На парад он решил выдвигаться без двадцати десять, чтобы появиться к самому началу – зачем слоняться в Кремле попусту? Лучше за пять минут, обменявшись рукопожатиями с членами Президиума, занять место в цепочке руководителей и шагать на Мавзолей. Раньше Никита Сергеевич приезжал в Кремль загодя. Несколько раз маршрут обойдет, проверит каждую мелочь, с кем положено переговорит, убедится, что к мероприятию готовы, и с легким волнением ожидает появления самого. Сейчас Хрущев мог позволить себе приехать тютелька в тютельку.
Практически у всех членов Президиума, с которыми Хрущев поднимался на трибуну, имелись собственные кабинеты или квартиры в Кремле. Кремлевским обитателям не надо с бешеной скоростью мчать по улицам, беспокоиться, что по какой-то неведомой причине возможна задержка, и это весомое обстоятельство, в глубине души терзало хрущевское самолюбие. Чем он хуже?! Почему должен, как сирота, ожидать товарищей при входе в подземный туннель, ведущий на Красную площадь, или неизменно хлестать чай, навестив кого-нибудь из кремлевских оракулов, дожидаясь вальяжного приглашения: «Пошли!» А он кто, шавка?!

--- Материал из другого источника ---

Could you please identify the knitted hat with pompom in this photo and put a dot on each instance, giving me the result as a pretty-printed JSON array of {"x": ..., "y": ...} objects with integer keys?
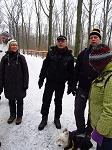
[{"x": 95, "y": 31}]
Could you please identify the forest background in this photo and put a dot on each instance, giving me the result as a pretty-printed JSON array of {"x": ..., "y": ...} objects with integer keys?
[{"x": 35, "y": 24}]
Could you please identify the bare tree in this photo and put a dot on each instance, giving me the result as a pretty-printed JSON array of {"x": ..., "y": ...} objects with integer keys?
[
  {"x": 106, "y": 9},
  {"x": 78, "y": 28}
]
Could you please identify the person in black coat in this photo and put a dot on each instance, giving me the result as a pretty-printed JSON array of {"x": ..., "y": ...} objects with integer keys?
[
  {"x": 14, "y": 78},
  {"x": 57, "y": 69},
  {"x": 84, "y": 74}
]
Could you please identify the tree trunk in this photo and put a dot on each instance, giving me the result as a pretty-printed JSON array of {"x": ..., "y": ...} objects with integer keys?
[{"x": 78, "y": 28}]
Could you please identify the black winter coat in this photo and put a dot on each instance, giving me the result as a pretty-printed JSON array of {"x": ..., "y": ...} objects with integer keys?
[
  {"x": 14, "y": 76},
  {"x": 58, "y": 66},
  {"x": 84, "y": 74}
]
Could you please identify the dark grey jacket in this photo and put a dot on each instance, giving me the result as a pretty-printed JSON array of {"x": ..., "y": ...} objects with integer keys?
[{"x": 14, "y": 76}]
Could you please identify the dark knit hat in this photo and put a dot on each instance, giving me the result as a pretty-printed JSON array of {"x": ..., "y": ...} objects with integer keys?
[
  {"x": 99, "y": 57},
  {"x": 95, "y": 31},
  {"x": 61, "y": 37},
  {"x": 6, "y": 33}
]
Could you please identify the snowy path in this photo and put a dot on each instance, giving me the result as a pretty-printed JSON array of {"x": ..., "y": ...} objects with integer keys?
[{"x": 26, "y": 136}]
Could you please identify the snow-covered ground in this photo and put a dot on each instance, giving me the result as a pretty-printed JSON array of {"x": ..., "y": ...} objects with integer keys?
[{"x": 26, "y": 135}]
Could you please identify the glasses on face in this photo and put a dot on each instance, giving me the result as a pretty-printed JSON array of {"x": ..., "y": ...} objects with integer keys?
[
  {"x": 93, "y": 37},
  {"x": 61, "y": 40}
]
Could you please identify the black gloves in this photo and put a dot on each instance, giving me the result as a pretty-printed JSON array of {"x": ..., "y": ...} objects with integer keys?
[
  {"x": 71, "y": 90},
  {"x": 40, "y": 83}
]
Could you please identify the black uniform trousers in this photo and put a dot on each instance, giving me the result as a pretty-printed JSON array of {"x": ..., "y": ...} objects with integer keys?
[
  {"x": 16, "y": 107},
  {"x": 80, "y": 105},
  {"x": 51, "y": 87}
]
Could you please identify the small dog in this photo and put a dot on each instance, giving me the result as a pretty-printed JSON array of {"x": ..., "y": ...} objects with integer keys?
[{"x": 67, "y": 140}]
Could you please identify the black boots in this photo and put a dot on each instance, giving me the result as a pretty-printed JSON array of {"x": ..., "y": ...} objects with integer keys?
[
  {"x": 43, "y": 123},
  {"x": 11, "y": 119},
  {"x": 18, "y": 120},
  {"x": 57, "y": 123}
]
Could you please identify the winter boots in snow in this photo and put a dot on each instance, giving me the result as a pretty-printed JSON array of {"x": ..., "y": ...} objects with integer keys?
[
  {"x": 11, "y": 119},
  {"x": 18, "y": 120},
  {"x": 43, "y": 123},
  {"x": 57, "y": 123}
]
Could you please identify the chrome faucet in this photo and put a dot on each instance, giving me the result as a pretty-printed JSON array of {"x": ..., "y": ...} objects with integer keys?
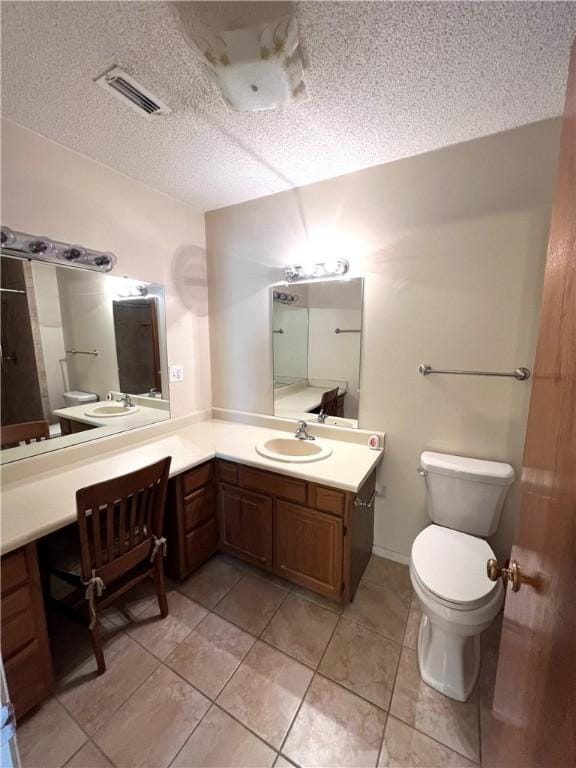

Без двадцати десять Секретарь ЦК поднялся из-за стола. Когда часы показали без пятнадцати, водитель зарулил в Кремль. Никита Сергеевич вылез из машины, одернул пиджак, собираясь проходить в Ореховый зал, из которого специальным подземным переходом члены Президиума и военачальники попадали в Мавзолей, как сзади раздался оклик:
– Хрущев!
Никита Сергеевич обернулся. На тротуаре в сопровождении помощников и провожатых стоял первый заместитель председателя Совета министров, министр иностранных дел Вячеслав Михайлович Молотов.
– Привет, Никита! – поздоровался он и добавил, – Сергеевич.
– Здравствуйте, товарищ Молотов!
– Мы с тобой без опоздания?
– Без опоздания.
– Я смотрю, охрана у тебя увеличилась? – оглядывая хрущевский «ЗИС» и два «ЗИМа», которые ходили в сопровождении, отметил Вячеслав Михайлович. – Растем, Никита Сергеевич!
– Я не просил.
– Ну, идем, идем! – миролюбиво пригласил Молотов и еще раз оглядел хрущевские машины и коренастых сотрудников Главного управления охраны, которые слонялись по тротуару.
В овальном зале, отделанном ореховыми панелями, было тесно. Маленков, Булганин, Каганович, Ворошилов, Микоян, Суслов, кандидаты в члены Президиума, Секретари ЦК, маршалы и адмиралы, кучкуясь, переговаривались, поглядывая на входные двери.
– Вот и мы! – громко возвестил Молотов. – Все в сборе?